Congress voted late last month to prevent the interest on student loans from doubling, keeping it at its current rate. However, for many students, this decision is only a short-term solution to the larger struggle associated with the cost of attending college and increasing student debt, which totals to nearly $1 trillion.
Although the student loan interest rate will remain at its current level of 3.4 percent, the federal government also decided to remove the six-month interest grace period for undergraduate and graduate loans, which require students to pay interest on graduate loans while in school. Some say this is a disincentive for students to pursue a graduate degree because it would increase their debt.
As funding to public education has decreased, tuition has increased, causing many students to take out more loans to pay for their education. In order to help students manage their finances, Associated Students offers legal and financial services, which allows students to receive 30 minutes of free counseling from practicing attorneys and professionals, according to Vice President of External Affairs Tom Rivera. He added that A.S. will continue to lobby for student needs at the local, state and federal levels.
“We’re seeing national student loan debt exceed credit card debt now so an affordable interest rate is extremely important for students who need some help to pay for school,” Rivera said.
According to data compiled by The Institute for College Access and Success, 43 percent of San Diego State graduates left the university with an average debt of $16,104 in 2010. But this number pales in comparison to the national student debt average.
The Federal Reserve Bank of New York published quarterly historical charts on national student loan data, which show the number of borrowers has increased from 23.3 million in 2005 to 37.1 million in 2012. The average student loan balance has also grown from $15,651 seven years ago to $24,301 in 2012.
“Student loan debt is the only form of consumer debt that has grown since the peak of consumer debt in 2008,” the report states. “Balances of student loans have eclipsed both auto loans and credit cards, making student loan debt the largest form of consumer debt outside of mortgages.”
But thousands of California State University students could receive a tuition refund if the Board of Trustees accepts Gov.
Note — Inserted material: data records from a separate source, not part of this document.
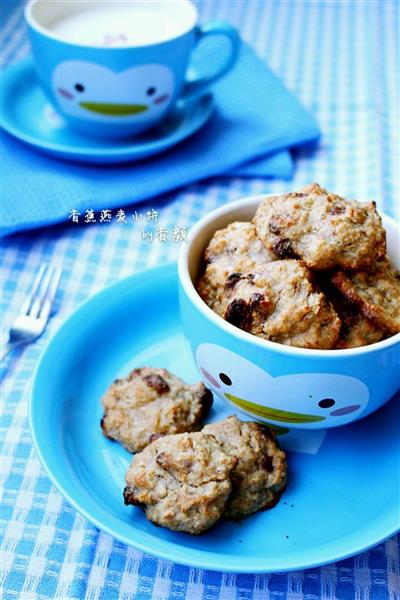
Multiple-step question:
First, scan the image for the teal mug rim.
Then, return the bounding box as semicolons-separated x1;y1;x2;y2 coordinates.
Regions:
178;194;400;360
24;0;199;53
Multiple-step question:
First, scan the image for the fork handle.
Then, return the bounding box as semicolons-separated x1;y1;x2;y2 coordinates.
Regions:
0;342;21;363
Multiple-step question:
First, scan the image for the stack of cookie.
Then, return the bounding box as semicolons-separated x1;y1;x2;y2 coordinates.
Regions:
197;184;400;349
101;367;286;534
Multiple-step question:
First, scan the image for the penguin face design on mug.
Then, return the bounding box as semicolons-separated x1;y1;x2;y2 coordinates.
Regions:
196;344;369;428
52;60;174;122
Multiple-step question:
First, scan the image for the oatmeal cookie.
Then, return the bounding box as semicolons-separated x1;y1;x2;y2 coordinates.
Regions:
317;273;386;350
332;260;400;334
223;260;340;349
197;221;277;315
124;432;237;534
254;183;386;270
202;416;286;519
101;367;212;452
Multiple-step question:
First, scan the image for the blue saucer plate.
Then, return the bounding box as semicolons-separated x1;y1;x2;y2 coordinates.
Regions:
0;57;214;164
30;265;400;573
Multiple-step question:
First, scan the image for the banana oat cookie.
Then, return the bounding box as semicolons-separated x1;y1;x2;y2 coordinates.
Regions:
254;183;386;270
197;221;277;315
332;260;400;334
101;367;212;452
124;432;237;534
317;273;386;350
202;416;286;519
222;260;341;349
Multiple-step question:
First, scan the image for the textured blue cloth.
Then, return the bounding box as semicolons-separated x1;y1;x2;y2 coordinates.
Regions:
2;45;319;235
0;0;400;600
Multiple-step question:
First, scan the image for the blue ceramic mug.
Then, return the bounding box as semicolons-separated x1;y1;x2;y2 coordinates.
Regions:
25;0;240;137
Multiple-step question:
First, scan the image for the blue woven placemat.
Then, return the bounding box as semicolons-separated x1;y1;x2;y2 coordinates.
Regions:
1;0;400;600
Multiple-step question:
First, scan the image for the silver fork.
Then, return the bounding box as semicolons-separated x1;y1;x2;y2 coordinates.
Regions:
0;263;62;362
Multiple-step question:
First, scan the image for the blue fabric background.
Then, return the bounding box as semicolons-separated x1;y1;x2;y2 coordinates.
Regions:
0;0;400;600
2;45;319;234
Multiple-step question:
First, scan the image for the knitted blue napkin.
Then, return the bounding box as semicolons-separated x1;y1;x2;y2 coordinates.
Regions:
1;45;319;235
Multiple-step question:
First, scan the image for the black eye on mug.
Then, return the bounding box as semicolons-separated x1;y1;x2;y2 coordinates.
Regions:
318;398;335;408
219;373;232;385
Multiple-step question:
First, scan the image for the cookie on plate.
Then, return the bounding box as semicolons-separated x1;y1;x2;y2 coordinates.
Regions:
254;183;386;270
202;416;287;519
124;432;237;535
332;260;400;334
222;260;341;349
197;221;277;315
101;367;212;452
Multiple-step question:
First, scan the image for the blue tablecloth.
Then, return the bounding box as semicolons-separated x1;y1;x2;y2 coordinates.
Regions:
1;0;400;600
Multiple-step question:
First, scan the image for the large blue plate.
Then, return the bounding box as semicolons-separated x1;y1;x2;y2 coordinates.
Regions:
30;265;400;573
0;57;214;164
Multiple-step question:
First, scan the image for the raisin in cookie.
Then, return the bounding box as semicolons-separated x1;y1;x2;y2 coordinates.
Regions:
254;183;386;270
332;260;400;334
223;260;341;349
124;432;237;534
197;221;277;315
202;416;287;519
101;367;212;452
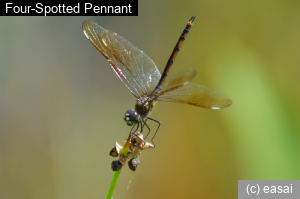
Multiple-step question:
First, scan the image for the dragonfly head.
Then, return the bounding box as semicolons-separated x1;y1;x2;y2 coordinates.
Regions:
124;109;140;126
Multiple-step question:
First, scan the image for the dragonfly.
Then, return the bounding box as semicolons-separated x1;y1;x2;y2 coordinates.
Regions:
82;16;232;146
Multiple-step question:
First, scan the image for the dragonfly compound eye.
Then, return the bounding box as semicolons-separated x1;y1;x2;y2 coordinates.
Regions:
124;109;140;126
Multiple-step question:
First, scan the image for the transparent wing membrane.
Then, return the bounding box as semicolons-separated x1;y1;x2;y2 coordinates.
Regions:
158;83;232;110
82;21;161;97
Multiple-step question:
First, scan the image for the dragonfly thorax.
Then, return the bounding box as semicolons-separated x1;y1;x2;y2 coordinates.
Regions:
135;95;156;117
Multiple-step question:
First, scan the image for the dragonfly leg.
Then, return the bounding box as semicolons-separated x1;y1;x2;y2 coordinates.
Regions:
145;117;161;148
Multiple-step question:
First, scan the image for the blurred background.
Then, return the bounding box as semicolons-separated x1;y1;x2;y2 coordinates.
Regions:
0;0;300;199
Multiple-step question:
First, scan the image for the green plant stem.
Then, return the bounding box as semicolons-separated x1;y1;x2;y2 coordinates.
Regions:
106;168;122;199
106;134;131;199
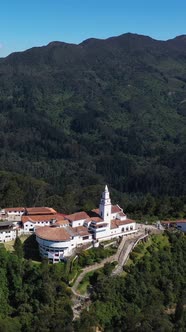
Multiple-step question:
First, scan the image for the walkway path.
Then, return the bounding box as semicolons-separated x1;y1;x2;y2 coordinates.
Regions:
71;230;145;298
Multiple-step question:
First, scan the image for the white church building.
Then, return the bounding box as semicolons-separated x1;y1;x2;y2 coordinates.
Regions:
35;186;137;263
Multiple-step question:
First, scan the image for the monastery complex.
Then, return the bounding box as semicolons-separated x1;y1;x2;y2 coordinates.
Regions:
0;186;185;263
Jerry Brown’s “tuition deal.” If Brown’s tax initiative passes in the November election, the CSU system would receive $125 million in additional funding for the 2013-14 school year if it keeps tuition at the 2011-12 levels.
However, if the initiative does not pass, the CSU will automatically receive an additional $250 million cut. Although the board considered several budget alternatives for this outcome at its meeting last week, it will not vote on any of the options until the next meeting in September.
“We are at the point where the use of one-time funds to address ongoing budget cuts is not sustainable,” said CSU Executive Vice Chancellor and Chief Financial Officer Benjamin Quillian. “It is not possible to continue to patch over budget holes. We need to take actions that reduce our costs going forward. That is the only way we will be able to serve students with the classes and support services that they need.”
Despite the potential gap in funding, many student groups are supportive of the tax initiative because it could maintain current tuition levels and help ease the financial burden for thousands of students. On July 15, the California State Student Association passed a resolution stating its support of the initiative. The CSU board also voted to support the measure at its meeting in Long Beach earlier this month.
When he signed the student loan bill into law earlier this month, President Barack Obama said he recognized keeping the interest rates low would benefit students. However, he also urged Congress to continue to find alternative ways to do so while also providing more financial aid to students.
“In today’s economy, a higher education is the surest path to finding a good job and earning a good salary and making it into the middle class,” Obama said when he signed the loan interest bill. “So it can’t be a luxury reserved for just a privileged few. It’s an economic necessity that every American family should be able to afford.”